Sharding Working Group: Review database incidents and determine if/how sharding would have helped.
This is a follow up item from the Database Sharding Working Group agenda on Feb, 19 link
Please add any database related incidents that may have benefitted, or equally as valuable, been much worse if we had sharding in place.
- Start a new comment thread with the issue
- Add a description of how the incident would have been better/worse with sharding
On a weekly basis the description will be updated with a quick summary. This feedback can help us to better define our sharding strategy going forward.
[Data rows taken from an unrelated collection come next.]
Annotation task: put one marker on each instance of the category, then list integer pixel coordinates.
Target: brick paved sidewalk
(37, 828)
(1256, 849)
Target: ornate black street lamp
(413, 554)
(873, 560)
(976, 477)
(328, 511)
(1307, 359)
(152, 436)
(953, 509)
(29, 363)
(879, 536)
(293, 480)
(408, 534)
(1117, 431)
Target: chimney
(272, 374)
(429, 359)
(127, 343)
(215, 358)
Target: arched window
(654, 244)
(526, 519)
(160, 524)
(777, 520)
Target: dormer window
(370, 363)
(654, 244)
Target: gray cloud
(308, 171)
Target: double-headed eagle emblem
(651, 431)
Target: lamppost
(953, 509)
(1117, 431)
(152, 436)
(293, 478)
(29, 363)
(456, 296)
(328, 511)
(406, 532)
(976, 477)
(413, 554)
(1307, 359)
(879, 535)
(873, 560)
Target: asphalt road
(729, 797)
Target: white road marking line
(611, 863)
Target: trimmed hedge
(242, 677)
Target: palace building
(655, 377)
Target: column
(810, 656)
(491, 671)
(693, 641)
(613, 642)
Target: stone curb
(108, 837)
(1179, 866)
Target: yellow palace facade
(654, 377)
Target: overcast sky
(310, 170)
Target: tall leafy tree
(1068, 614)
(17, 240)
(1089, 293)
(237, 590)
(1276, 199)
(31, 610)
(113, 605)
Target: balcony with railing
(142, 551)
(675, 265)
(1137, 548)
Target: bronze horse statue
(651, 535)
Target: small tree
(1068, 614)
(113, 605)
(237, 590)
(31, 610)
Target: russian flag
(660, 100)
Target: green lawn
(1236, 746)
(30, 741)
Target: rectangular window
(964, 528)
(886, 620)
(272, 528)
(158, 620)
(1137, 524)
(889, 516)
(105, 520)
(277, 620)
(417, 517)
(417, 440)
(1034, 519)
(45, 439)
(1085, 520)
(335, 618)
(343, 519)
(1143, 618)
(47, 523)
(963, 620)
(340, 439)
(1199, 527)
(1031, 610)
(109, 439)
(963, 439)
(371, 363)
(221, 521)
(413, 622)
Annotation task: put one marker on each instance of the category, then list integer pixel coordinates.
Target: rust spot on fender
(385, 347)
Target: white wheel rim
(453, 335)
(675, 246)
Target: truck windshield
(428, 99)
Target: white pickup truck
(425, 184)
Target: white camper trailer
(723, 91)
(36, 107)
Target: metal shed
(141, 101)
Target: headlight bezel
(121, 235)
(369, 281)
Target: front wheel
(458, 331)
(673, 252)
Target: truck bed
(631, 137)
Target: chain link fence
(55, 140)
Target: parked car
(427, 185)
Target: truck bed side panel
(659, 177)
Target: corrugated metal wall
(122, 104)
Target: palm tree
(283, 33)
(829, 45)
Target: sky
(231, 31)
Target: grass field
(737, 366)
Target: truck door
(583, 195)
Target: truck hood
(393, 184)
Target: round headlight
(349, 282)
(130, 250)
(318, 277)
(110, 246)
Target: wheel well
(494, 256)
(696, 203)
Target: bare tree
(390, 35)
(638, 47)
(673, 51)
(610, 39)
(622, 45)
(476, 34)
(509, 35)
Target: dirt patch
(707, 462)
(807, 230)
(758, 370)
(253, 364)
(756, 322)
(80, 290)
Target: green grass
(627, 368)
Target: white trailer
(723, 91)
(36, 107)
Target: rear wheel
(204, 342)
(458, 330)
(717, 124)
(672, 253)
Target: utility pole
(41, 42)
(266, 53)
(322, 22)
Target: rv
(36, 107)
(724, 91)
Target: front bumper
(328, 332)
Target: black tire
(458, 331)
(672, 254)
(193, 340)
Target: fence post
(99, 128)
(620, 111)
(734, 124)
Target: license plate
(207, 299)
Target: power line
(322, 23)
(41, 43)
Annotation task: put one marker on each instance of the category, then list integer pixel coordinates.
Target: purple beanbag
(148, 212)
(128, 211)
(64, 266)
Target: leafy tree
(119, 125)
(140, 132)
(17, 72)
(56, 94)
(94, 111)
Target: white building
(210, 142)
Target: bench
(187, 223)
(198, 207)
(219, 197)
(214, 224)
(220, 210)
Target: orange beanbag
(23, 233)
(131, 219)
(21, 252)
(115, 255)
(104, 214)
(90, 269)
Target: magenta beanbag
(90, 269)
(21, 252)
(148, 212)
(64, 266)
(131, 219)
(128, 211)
The issue list referenced in the agenda: https://docs.google.com/document/d/1_sI-P2cLYPHlzDiJezI0YZHjWAC4BSKJ8aL0cNduDlo/edit#bookmark=id.9vpt8x31r9b8
GitLab list - https://gitlab.com/gitlab-com/gl-infra/production/issues?scope=all&utf8=%E2%9C%93&state=all&label_name[]=incident
Breakdown by Priority and Severity
The list of all incidents is over 500. It was suggested we prioritize by Priority labels. Here's a quick breakdown.
| Priority | Count |
|---|---|
| ~P1 | 23 |
| ~P2 | 7 |
| ~P3 | 30 |
| ~P4 | 0 |
| ~S1 no Priority | 42 |
| ~S2 no Priority | 92 |
| ~S3 no Priority | 128 |
| ~S4 no Priority | 165 |
| No priority or severity | 36 |